Let me clarify my posting.
I assumed the following: the data collected came from one process stream feeding 5 nests (test stands) and the 150 parts were consecutive.
Or, the data collected came from 5 process streams feeding 5 nests (test stands) and the 30 parts to each nest were consecutive.
The first thing which I do with data is to plot it on a Normal Probability chart. [It is easiest chart to produce quickly which will provide clues to the process measurements quickly.]
In the case presented, the Normal Probability chart suggests that each nest is measuring a process which has at least a tri-modal distribution with the higher and lower modes having some type of physical or mathematical boundary. The middle mode appears to have a normal distribution. Additionally, the data from each stand, while producing similar distribution trends, has much variation in their median and spread values. [Note: There was no mention of rational sub-grouping or process analysis.]
I continued my analysis with run charts to determine if there was any obvious pattern.
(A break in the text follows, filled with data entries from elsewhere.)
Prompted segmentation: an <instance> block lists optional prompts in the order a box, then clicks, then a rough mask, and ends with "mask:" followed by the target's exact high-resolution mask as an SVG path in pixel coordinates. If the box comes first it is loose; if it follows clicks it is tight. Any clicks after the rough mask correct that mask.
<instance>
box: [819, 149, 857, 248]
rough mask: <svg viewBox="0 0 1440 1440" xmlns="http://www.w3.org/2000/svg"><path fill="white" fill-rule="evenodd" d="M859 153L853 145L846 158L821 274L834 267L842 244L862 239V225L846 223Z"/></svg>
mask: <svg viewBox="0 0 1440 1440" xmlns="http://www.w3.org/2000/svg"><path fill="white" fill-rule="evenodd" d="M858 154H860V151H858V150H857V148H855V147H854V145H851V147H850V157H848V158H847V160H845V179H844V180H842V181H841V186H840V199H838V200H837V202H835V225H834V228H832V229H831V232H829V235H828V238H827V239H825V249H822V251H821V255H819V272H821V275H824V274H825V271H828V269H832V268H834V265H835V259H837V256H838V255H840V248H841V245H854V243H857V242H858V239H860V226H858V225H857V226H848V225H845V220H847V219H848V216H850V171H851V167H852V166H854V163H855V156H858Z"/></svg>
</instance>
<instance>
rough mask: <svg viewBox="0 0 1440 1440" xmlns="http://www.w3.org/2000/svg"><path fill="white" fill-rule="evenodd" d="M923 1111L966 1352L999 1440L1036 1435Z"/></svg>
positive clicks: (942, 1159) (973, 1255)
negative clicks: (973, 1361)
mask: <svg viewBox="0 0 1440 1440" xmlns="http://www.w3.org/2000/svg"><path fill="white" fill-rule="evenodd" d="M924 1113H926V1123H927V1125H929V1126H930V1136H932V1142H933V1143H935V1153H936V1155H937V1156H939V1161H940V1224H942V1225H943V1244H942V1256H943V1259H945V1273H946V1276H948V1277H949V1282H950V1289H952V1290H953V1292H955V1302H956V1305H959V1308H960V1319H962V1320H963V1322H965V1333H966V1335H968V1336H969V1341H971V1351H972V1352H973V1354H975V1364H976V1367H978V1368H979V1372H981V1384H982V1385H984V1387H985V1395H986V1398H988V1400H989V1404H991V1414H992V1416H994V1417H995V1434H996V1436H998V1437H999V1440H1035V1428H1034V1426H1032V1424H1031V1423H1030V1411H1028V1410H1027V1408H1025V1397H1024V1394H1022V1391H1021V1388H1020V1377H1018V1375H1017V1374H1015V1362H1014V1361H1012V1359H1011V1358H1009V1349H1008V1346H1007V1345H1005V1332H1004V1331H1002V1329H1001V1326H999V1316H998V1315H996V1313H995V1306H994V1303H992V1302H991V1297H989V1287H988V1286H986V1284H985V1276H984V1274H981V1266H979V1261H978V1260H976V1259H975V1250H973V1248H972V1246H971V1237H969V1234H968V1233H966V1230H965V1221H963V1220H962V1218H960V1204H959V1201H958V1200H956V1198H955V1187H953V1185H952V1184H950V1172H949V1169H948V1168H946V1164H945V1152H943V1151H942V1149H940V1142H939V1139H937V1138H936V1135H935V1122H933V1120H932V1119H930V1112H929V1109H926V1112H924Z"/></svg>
No specific pattern was observed based upon quick visual analysis, therefore, I created preliminary "control charts" for each nest.
The preliminary "control charts" show a tendency in each nest to have a process component which displays that the highest "tri-mode component" value is skewing the spread (stdev) displayed on the chart.
Based upon this brief and very limited knowledge of the process being analyzed, I concluded he process producing the data values was not understood and, therefore, I classified it as "unstable" for effect.
[I.e.: If you don't know what it is, then do not assume the easy, standard solution.]
Since I could see at least a tri-modal with some type of upper and lower limiting distribution, I classified it as "non-normal," again for effect.
I am sorry that my first posting was so curt, but most posters are looking for a "give me a number to use" solution for which I have little patience. I use their postings for analysis exercises only. I do not wish to provide thorough solutions to those unwilling to study and understand the application of basic "statistical control." Art Binder would kick me out of his office many times until I could and would show him my data analysis (no numbers only/number cranking analysis.) I do not provide commentary on the finer methods of control charting until I know that the receiver has a good understanding of the basics.
As for bar graphing data and placing a "bell curve" over it, again I will say, there are major flaws in this type of analysis. The bucket size (value width and center placement) is more art than science and the eye will tend to believe the bars fit a bell shape if it is imposed making it appear normally distributed. [Poor graphs can be misleading. Look at the many examples on business scorecards not based upon statistical rules as noted above, such as month-over-month or year-over-year percentage changes.]